CDU veranstaltete Familienabend

Wie gefährlich der Einsatz in der Sahelzone ist, wo kürzlich 16 französische Soldaten beim Absturz zweier Militärhubschrauber während eines Kampfeinsatzes gegen Dschihadisten in Mali ums Leben kamen, wussten die Zuhörer.

Über seinen Einsatz in der Sahel-Zone berichtete Hauptfeldwebel Michael Cremer beim Familienabend der CDU.
Über seinen Einsatz in der Sahel-Zone berichtete Hauptfeldwebel Michael Cremer beim Familienabend der CDU.
Foto: Gerhard Neumann

Was Stabsfeldwebel Michael Cremer beim Familienabend des CDU Ortsverbandes Niederbieber-Segendorf mit Torney, Rodenbach und Altwied in Wort und Bild zu berichten wusste, betraf eher den Alltag und war aber nicht minder interessant.

Cremer war am Standort Niamy, der Hauptstadt des Nachbarlandes Niger, im Rahmen der UN- und EU-Stabilisierungsmission Mali, stationiert und gehörte zur Medical Crew auf der medizinischen Transall und darüber hinaus assistierte er dem Fliegerarzt bei der Betreuung und Versorgung der Piloten. Tagsüber wurden die Arbeiten bei bis zu 48 Grad verrichtet, während die Nacht etwas Abkühlung auf 29 Grad brachte. Über das Essen konnte Michael Cremer nicht klagen. “Unsere Truppenküche wurde von französischen Soldaten geführt, das spricht für sich“, so Cremer. Als Privatsphäre diente ein 80 Zentimeter breites Feldbett unter einem Moskitoschirm. „Das war gewöhnungsbedürftig“, erläuterte der Stabsfeldwebel, der derzeit in Büschel auf „Heimaturlaub“ ist und auf seinen nächsten Einsatz in Afghanistan wartet.
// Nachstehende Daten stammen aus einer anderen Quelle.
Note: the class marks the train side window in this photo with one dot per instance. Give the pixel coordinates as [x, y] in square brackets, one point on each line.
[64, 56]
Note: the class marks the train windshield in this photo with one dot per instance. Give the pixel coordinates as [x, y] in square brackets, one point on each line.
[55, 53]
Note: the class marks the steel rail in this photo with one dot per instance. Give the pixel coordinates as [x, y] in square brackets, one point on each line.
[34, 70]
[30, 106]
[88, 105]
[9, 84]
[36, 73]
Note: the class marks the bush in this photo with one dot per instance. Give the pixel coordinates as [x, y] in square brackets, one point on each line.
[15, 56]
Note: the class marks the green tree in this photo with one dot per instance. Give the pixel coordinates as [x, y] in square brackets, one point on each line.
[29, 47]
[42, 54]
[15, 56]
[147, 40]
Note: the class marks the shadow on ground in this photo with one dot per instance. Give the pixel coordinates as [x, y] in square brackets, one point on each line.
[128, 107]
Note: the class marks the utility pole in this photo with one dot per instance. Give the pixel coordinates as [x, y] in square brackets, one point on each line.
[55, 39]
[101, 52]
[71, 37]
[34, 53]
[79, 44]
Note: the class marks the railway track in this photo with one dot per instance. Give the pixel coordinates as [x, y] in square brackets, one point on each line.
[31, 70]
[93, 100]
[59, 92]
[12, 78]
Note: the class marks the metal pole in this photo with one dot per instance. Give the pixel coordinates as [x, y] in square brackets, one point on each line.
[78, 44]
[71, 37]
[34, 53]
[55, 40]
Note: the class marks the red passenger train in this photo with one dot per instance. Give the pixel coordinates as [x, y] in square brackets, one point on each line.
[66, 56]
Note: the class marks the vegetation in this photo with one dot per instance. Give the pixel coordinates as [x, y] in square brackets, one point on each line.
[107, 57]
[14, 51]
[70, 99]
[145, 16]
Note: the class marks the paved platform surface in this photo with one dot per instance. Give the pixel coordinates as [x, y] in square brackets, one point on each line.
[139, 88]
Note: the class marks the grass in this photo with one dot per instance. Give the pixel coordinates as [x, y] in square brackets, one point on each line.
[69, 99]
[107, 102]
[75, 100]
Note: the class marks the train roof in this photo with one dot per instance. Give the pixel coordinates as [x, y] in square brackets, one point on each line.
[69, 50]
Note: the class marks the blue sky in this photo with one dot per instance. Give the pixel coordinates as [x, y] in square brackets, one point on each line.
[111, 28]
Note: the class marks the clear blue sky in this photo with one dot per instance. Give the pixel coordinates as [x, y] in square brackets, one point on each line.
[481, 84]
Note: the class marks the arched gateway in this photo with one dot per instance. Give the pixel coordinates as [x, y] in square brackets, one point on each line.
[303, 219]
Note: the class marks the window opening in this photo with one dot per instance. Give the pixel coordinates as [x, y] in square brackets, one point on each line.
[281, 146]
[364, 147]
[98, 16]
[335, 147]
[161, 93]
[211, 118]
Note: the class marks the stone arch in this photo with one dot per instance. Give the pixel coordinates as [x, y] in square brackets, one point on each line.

Vorsitzender Wolfgang Hardt bedankte sich im Namen der zahlreichen erschienen Gäste für die aufschlussreichen Ausführungen und die zugehörigen Fotos. Den Abschluss des Familienabends bildete eine Tombola, bei der zur Freude des Kassenwartes Stefan Busch rege Gebrauch gemacht wurde.